The Slatest

Secretary of State Mike Pompeo during a press conference at a foreign ministers meeting at the NATO headquarters in Brussels on Wednesday.

Kenzo Tribouillard/Getty Images

Documents released late Friday by the State Department show how Rudy Giuliani was in contact with Secretary of State Mike Pompeo weeks before the U.S. ambassador to Ukraine was unceremoniously ousted from the post. The documents were released as part of a Freedom of Information Act lawsuit filed by American Oversight and show a “clear paper trail from Rudy Giuliani to the Oval Office to Secretary Pompeo to facilitate Giuliani’s smear campaign against a U.S. ambassador,” said the group’s executive director, Austin Evers. American Oversight describes itself as a “non-partisan, nonprofit ethics watchdog” that is “the top Freedom of Information Act litigator investigating the Trump administration.”

The documents, which American Oversight published on its website, show there were two calls between Giuliani and Pompeo in March. That was a month before then–U.S. ambassador to the Ukraine Marie Yovanovitch was suddenly recalled to the United States before being removed from her post in May. Giuliani and Pompeo talked on March 26 and March 29. Also interesting is an email from March 27 that shows how Trump’s former personal assistant Madeleine Westerhout played a role in helping the two men connect after Giuliani’s people had “been trying and getting nowhere through regular channels.”
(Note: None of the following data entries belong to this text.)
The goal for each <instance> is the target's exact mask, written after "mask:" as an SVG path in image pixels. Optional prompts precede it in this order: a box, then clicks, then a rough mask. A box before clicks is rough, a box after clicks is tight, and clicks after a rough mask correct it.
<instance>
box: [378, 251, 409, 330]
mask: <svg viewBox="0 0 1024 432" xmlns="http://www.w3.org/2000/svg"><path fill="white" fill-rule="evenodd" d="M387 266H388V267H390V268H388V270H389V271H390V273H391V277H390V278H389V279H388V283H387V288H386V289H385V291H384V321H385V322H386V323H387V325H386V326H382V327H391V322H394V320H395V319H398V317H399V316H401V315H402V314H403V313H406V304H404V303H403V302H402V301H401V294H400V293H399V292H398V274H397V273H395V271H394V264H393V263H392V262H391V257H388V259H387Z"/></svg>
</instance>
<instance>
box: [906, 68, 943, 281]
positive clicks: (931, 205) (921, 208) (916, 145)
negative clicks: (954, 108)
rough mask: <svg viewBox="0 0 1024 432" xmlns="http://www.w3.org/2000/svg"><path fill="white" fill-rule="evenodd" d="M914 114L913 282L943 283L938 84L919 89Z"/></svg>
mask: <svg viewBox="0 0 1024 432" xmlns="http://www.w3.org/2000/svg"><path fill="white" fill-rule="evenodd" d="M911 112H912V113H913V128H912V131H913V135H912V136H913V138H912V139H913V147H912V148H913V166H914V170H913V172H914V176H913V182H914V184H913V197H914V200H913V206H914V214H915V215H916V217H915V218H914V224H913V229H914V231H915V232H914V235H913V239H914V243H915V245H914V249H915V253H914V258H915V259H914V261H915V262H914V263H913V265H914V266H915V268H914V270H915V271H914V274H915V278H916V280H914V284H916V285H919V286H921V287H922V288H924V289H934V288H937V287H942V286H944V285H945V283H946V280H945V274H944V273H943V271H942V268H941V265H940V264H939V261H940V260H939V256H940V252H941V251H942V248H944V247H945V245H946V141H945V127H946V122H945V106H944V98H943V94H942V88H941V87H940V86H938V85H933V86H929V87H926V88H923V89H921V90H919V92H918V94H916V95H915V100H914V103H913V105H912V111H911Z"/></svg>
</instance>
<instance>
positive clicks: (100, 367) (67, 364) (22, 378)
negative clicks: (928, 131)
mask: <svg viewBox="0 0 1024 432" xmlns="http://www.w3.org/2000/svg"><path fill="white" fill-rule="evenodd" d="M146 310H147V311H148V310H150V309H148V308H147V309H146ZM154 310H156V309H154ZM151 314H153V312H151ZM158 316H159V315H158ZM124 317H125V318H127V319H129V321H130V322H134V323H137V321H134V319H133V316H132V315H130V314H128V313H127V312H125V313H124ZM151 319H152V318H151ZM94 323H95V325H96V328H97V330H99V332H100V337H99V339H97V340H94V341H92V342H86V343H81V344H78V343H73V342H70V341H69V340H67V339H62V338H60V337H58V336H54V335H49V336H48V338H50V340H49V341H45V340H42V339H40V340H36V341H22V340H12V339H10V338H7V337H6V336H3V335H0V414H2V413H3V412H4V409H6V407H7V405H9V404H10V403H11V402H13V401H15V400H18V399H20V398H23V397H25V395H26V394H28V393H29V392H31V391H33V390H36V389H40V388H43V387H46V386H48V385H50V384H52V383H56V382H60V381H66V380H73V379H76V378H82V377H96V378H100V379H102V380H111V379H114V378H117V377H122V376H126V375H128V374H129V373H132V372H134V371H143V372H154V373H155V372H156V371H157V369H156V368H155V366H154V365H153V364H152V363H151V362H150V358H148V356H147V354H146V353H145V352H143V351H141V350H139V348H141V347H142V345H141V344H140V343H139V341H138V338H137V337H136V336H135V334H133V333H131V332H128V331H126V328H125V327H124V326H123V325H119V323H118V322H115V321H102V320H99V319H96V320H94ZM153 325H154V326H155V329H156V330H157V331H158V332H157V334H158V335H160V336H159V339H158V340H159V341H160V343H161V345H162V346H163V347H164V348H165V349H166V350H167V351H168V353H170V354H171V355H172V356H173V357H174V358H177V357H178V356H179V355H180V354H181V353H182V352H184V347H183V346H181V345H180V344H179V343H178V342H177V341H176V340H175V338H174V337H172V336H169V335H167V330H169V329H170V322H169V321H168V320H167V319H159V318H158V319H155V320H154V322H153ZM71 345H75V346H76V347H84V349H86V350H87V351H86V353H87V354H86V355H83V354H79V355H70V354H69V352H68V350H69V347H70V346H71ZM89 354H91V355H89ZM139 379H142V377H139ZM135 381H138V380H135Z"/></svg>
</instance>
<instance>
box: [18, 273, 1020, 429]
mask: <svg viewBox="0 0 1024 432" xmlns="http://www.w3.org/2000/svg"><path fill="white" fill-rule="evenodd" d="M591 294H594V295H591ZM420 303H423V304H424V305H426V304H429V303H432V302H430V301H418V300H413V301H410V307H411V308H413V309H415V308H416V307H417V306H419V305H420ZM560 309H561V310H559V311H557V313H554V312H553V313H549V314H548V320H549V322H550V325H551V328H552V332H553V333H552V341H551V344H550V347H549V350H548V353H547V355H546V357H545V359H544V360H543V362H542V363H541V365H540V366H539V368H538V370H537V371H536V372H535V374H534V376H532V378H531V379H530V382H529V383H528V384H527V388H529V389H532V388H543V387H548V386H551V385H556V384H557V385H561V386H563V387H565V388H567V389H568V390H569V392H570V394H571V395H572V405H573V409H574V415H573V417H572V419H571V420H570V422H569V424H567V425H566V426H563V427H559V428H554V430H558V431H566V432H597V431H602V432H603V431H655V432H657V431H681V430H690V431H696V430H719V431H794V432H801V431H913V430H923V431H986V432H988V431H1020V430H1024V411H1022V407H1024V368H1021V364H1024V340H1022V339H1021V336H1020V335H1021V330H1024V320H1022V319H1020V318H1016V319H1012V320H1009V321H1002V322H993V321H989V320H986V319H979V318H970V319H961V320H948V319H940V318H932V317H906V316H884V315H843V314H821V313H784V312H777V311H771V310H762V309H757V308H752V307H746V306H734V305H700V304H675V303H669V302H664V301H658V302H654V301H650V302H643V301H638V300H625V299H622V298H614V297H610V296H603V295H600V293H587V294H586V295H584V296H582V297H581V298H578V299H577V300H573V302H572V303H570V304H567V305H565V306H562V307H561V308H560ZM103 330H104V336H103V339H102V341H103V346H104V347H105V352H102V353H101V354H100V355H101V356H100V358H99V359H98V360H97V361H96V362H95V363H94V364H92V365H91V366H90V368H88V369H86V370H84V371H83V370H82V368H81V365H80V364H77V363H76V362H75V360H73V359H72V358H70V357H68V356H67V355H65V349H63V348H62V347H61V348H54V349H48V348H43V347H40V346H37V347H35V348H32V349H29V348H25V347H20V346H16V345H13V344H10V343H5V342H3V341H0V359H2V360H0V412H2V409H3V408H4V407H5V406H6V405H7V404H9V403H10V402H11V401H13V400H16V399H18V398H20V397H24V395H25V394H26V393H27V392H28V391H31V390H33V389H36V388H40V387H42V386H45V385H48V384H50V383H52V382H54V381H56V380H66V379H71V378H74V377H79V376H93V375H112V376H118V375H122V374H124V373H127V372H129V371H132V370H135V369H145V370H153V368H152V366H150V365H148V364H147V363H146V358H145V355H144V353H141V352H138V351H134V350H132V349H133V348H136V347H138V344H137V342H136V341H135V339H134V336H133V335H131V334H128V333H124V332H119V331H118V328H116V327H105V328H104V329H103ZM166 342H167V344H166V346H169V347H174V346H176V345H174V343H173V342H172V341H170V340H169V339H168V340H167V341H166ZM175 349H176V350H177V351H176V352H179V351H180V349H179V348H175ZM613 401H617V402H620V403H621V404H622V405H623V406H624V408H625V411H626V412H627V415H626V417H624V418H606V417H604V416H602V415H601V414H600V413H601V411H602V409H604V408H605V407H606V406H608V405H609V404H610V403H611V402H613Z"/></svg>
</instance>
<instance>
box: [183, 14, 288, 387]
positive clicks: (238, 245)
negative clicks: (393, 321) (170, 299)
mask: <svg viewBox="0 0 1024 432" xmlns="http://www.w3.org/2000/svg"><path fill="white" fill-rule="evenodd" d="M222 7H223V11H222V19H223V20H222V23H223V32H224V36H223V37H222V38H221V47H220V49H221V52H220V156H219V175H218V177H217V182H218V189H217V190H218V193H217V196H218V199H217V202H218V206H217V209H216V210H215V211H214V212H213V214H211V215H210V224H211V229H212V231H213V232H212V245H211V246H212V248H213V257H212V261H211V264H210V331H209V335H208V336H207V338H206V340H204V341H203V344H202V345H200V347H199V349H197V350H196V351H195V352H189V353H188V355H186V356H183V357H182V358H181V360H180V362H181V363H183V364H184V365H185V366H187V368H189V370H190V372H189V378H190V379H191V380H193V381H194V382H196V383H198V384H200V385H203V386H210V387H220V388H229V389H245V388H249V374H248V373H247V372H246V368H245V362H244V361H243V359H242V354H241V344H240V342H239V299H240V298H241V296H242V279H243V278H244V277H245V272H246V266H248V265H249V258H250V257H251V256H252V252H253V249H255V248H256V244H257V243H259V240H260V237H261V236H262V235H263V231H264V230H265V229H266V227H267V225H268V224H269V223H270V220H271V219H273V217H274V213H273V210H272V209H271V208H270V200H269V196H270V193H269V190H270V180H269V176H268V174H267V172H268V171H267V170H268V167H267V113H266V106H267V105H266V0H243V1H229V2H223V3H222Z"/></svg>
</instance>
Although the documents don’t reveal what Giuliani and Pompeo talked about in the conversations, which only lasted a few minutes, they do appear to support the testimony of several witnesses in the impeachment probe who said the two spoke on efforts to try to get Ukraine to investigate former Vice President Joe Biden. On Wednesday, for example, David Hale, undersecretary of state for political affairs, testified that Pompeo and Giuliani spoke on the phone twice in late March. The documents also appear to support the testimony by Gordon Sondland, the ambassador to the European Union, that senior White House officials were well aware of what Giuliani was doing with Ukraine.

The date of the second call between the president’s lawyer and Pompeo also raised eyebrows because Giuliani had previously said he handed documents containing allegations against Biden “directly to the Secretary of State” on March 28, 2019. The new documents also show Pompeo spoke with Rep. Devin Nunes, the ranking member of the House Intelligence Committee two days after the March 29 call with Giuliani.

American Oversight said the fact that it was able to obtain these documents through a FOIA request shows how lawmakers should be able to get them as well:

That American Oversight could obtain these documents establishes that there is no legal basis for the administration to withhold them from Congress. That conclusively shows that the administration is engaged in obstruction of justice. The president and his allies should ask themselves if impeachment for obstruction is worth it if the strategy isn’t even going to be effective.

Beyond the Giuliani-Pompeo contacts, the documents also show that before Bill Taylor took on the job as acting U.S. ambassador to the Ukraine he was one of six former Ukraine ambassadors to object to “recent uncorroborated allegations” about Yovanovitch. In his testimony to Congress, Taylor said that one of the reasons he hesitated to take on the job was because of the way Yovanovitch was treated.